Thomas Lieven est beau, grand, mince, distingué comme Son Altesse Sérénissime Malko Linge. Il est intelligent, parle à la perfection plusieurs langues, et, séducteur élégant, rend hommage aux femmes, quand l’occasion se présente, de bien meilleure façon que ce macho de Bond, James Bond. Arnaqueur de talent, il  est riche et courageux, cuisine avec excellence, même avec les restes du frigo.

Thomas Lieven est agent secret. Non qu’il se fût agi d’un projet professionnel, il gagne très bien sa vie comme banquier, à Londres. Mais le gentleman s’est laissé entraîner sur un mauvais chemin, au détour de l’époque pour le moins troublée de l’année 1939, alors qu’il se trouve à Paris pour le compte d’un client. C’est à ce moment que l’affaire se corse. Arrêté pour les malversations de son associé aux pratiques frauduleuses, resté prudemment à Londres, il séduit les services allemands qui lui proposent de mettre ses qualités à leur service en échange d’un meilleur traitement que celui qui l’attend. Devenu ainsi espion, puis, face aux circonstances et aux sollicitations de tous bords, agent-double ou triple, voire plus, il refuse néanmoins de faillir à ses convictions pacifistes (ni meurtres, ni enlèvements, ni torture), aidant les uns, trahissant les autres, se faisant arrêter, libérer, jouant les maîtres-chanteurs, et menant tout ce monde par le bout du nez. Combines financières et mafieuses ne lui font pas peur et il côtoie des assassins sans scrupules, des chefs de bandes, des trafiquants de tout poil. Il rencontre aussi sur son chemin des personnages plus sympathiques, comme Joséphine Baker, le commandant Cousteau… On suit ainsi ce monsieur du début de la guerre en 1939, jusqu’en 1957, aux prémices de la guerre froide, dans ce récit foisonnant, rocambolesque, drôle, riche en rebondissements, parsemé de quelques recettes de cuisine pour le plaisir des plus gourmands d’entre les lecteurs. Derrière ce héros de roman, un personnel réel existerait. refugié dans l’anonymat… On le comprend !

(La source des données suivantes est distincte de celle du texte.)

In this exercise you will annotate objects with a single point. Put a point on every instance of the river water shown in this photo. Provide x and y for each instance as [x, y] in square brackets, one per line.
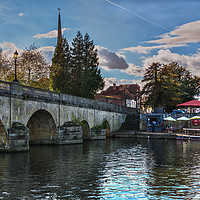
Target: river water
[107, 169]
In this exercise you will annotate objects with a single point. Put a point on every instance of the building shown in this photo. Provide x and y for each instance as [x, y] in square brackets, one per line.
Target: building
[124, 95]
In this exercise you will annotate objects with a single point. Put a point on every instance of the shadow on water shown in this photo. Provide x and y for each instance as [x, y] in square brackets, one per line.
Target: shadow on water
[112, 168]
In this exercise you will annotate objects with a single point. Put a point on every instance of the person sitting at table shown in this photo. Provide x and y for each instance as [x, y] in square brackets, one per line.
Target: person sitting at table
[180, 128]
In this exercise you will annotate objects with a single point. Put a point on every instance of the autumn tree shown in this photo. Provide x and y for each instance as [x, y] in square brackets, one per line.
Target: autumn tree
[60, 70]
[87, 79]
[32, 66]
[4, 66]
[168, 85]
[152, 88]
[75, 71]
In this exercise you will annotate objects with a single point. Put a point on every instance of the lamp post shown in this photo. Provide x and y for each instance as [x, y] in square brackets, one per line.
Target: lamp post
[15, 56]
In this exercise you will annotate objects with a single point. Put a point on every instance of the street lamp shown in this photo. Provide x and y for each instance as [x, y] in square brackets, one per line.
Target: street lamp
[15, 56]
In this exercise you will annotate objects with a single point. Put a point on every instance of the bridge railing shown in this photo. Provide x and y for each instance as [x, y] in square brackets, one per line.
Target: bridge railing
[24, 92]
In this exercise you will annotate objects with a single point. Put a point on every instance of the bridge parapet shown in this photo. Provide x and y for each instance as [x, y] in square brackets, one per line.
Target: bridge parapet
[16, 90]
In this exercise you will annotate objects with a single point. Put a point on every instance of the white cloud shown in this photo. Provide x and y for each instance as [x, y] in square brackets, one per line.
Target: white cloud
[48, 52]
[145, 50]
[9, 49]
[21, 14]
[109, 82]
[51, 34]
[181, 36]
[134, 70]
[187, 33]
[109, 60]
[191, 62]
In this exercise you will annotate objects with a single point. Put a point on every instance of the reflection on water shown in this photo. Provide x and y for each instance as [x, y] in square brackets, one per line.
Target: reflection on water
[108, 169]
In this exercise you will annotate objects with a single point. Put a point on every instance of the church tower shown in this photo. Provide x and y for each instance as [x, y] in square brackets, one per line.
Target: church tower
[59, 36]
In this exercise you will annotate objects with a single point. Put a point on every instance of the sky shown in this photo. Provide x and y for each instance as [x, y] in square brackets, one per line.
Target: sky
[129, 34]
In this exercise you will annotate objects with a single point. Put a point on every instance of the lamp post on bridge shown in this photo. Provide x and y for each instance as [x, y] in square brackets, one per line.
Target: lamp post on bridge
[15, 56]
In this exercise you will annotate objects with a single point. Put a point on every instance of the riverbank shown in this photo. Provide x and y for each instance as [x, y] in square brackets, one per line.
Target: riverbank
[145, 135]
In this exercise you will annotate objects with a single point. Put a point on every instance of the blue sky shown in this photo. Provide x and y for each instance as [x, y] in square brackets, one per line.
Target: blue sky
[129, 34]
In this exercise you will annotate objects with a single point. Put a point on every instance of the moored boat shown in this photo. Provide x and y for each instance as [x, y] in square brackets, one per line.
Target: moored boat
[189, 134]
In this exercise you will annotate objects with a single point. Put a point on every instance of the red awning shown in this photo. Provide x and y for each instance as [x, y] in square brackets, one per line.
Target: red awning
[193, 103]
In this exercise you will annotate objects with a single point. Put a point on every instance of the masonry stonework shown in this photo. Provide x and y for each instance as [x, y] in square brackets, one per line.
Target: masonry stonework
[45, 114]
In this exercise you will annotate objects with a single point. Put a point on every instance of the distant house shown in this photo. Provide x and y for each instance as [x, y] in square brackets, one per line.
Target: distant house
[124, 95]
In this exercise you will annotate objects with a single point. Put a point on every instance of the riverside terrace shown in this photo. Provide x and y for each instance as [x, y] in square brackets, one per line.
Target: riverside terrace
[39, 116]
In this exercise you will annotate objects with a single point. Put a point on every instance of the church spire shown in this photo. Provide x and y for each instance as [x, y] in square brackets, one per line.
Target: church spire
[59, 28]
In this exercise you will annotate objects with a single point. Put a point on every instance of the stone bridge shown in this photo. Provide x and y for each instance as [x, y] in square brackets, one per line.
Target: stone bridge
[32, 115]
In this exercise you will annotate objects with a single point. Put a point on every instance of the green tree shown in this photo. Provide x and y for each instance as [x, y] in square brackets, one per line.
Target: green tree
[77, 60]
[60, 70]
[4, 66]
[168, 85]
[87, 79]
[31, 67]
[152, 89]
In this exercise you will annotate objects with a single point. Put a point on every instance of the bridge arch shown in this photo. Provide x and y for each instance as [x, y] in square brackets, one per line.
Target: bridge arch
[42, 128]
[86, 129]
[3, 137]
[106, 125]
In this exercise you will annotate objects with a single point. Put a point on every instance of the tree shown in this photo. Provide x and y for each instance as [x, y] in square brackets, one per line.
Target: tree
[77, 67]
[32, 66]
[60, 70]
[152, 88]
[87, 79]
[169, 85]
[4, 66]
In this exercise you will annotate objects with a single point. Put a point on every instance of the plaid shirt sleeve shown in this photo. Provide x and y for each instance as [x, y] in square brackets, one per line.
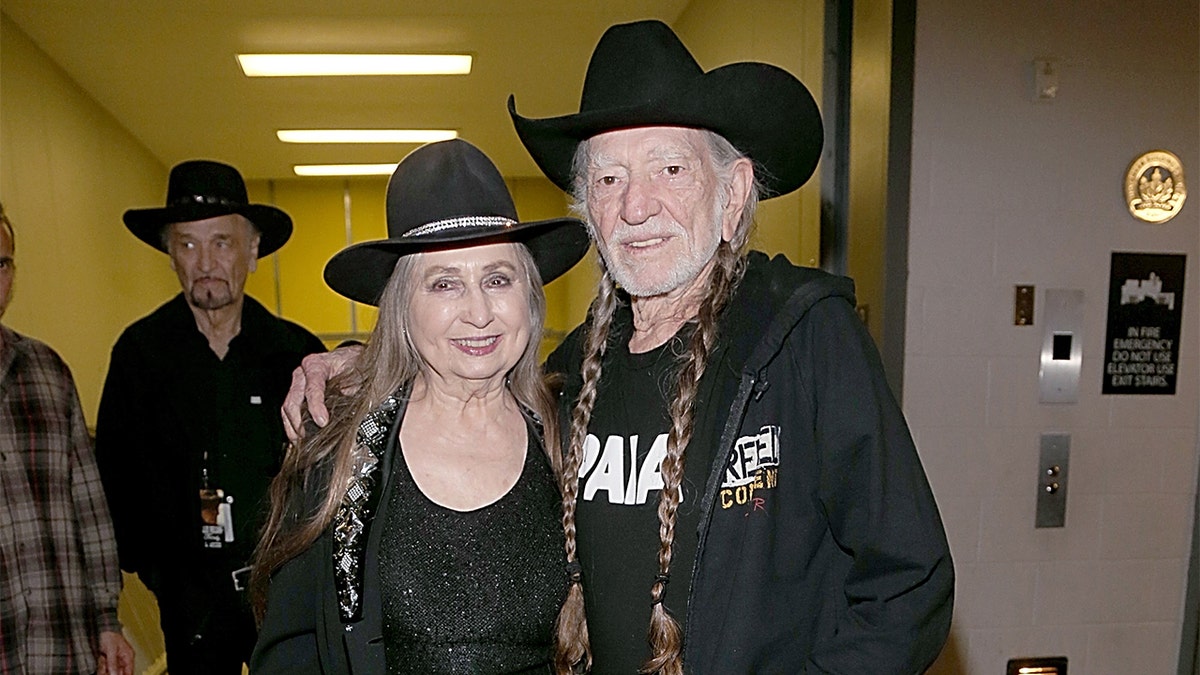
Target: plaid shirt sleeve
[59, 578]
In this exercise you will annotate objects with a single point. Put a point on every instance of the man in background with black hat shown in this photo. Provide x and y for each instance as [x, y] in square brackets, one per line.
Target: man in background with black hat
[187, 435]
[738, 476]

Johannes Mario Simmel est Autrichien. Il a perdu des parents déportés dans les camps nazis. Chimiste, contraint de travailler par le régime nazi sur les V1 et V2,  il y introduisait des défauts de fabrication. Il a écrit plusieurs romans, traduits dans plusieurs langues (De la même étoffe que les songes (1971), Et voici les clowns (1987)… On n’a pas tous les jours du caviar date de 1959. De ce livre, on a tiré un film, « Ce n’est pas toujours du caviar », franco-allemand, réalisé par Géza von Radvanyi , avec O.W. Fischer.

Joséphine Baker vous chantera, si vous le voulez, « J’ai deux amours ». Elle eut un rôle, on le sait, dans le renseignement. Thomas Lieven, agent double, comprendra l’allusion du titre… à double sens.